Through their garden, she and her schoolmates will learn math, science, art and immediately practical matters like nutrition.

Principal Lisa Zimmer sums up: "Which would kids rather eat: a packaged snack or a tomato they just picked, that they grew themselves?" (Some of us think the first step in this lesson would be to lose that distancing word "nutrition" and talk about tasting glorious food.)

New trees are being planted along with vines and veggies. From one, the kids pick subtly sweet purple mulberries, rarely available commercially; most people have never tasted them. They follow their produce from soil to table - or to sale, at their own stand in the Mill Valley farmers' market, along with pastries and sauces made from their harvest by parent volunteers.

Maguire School's garden art includes a striking mosaic spiral labyrinth that includes a map of our solar system. Teachers bring random classes out to this spot just to enjoy the fresh air while learning.

Lincoln School in Richmond has a garden that has expanded beyond the school's modest lot into a part of the Richmond Greenway thanks to teacher Park Guthrie and Urban Tilth, the Five Percent Project and lots of volunteers.

When we visited in February, there were enthusiastic 8- to 10-year-olds picking and weeding and sharing their greens and herbs. That's another thing we've seen in every school garden over the past decade - enthusiastic kids. Even the ones who work at being bored get caught up in something, authorized or not, and start asking interesting questions.

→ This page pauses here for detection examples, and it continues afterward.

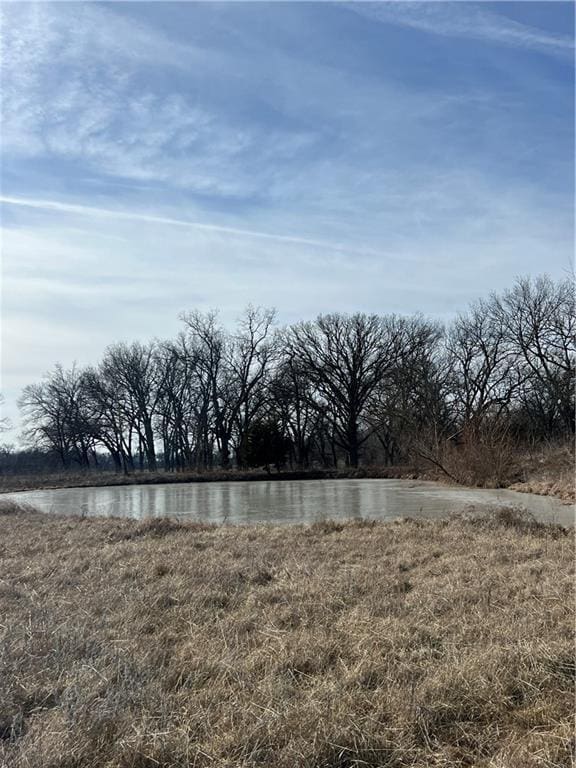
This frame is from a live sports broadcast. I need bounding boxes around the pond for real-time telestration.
[3,480,574,525]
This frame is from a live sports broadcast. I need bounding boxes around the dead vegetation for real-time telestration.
[0,509,574,768]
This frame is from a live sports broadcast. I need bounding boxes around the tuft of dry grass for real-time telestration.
[0,511,574,768]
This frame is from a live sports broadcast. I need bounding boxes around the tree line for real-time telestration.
[14,276,576,472]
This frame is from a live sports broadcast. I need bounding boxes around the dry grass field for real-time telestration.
[0,505,574,768]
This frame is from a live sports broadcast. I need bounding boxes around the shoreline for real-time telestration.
[0,466,576,505]
[0,514,574,768]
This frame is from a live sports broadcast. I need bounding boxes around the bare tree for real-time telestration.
[286,314,402,467]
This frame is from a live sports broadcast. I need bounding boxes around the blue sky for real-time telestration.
[1,2,574,438]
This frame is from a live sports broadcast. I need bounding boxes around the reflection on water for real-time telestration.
[5,480,574,525]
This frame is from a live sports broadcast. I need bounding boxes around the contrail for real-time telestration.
[0,195,382,256]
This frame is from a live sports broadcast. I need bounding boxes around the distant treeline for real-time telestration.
[9,277,576,472]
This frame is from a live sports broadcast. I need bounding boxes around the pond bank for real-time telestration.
[0,513,574,768]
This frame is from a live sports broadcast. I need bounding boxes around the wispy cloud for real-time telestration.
[346,0,574,58]
[0,195,396,256]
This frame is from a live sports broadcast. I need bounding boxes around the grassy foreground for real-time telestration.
[0,508,574,768]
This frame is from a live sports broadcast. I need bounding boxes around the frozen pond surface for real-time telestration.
[3,480,574,525]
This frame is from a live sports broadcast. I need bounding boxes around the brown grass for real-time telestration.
[0,510,574,768]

This project's funding is as iffy as that of any other public goods, so we were gratified to see that it had not only survived summer vacation but even expanded and joined forces with a community garden run by neighbor Doria Robinson. There are more beds, more trees, more berry bushes in the associated Berryland, on the Greenway just across Sixth Street.

Sense of ownership

Clearly there's a sense of community ownership of this parkway. An unprepossessing man wheeling a tall blue trash cart down the path asked if we knew where to get another, as he'd clearly filled his with "garbage I've been picking up all along here. Just tryin' to keep busy, man." He added a paint-stiffened jacket to his collection, heading toward a Dumpster a few blocks away.

Jeff Lee, who owns the corrugated-metal building facing the garden, funded a new mural: puzzle pieces individually painted by high school students.

The school's planting beds are tagged with photos and biographies of the students assigned to them this semester. Several of the adjacent community beds sport "pick me/recogas me!" placards urging path users to help themselves to surplus tomatoes and other veggies.

Both gardens flourish with community support: Lincoln gets mulch dropped off by city of Richmond tree-chip trucks; Maguire gets manure from the horses on Horse Hill next to Route 101. Both draw in volunteers and can always use more. Both offer education of the sort we both envy, remembering our own school days.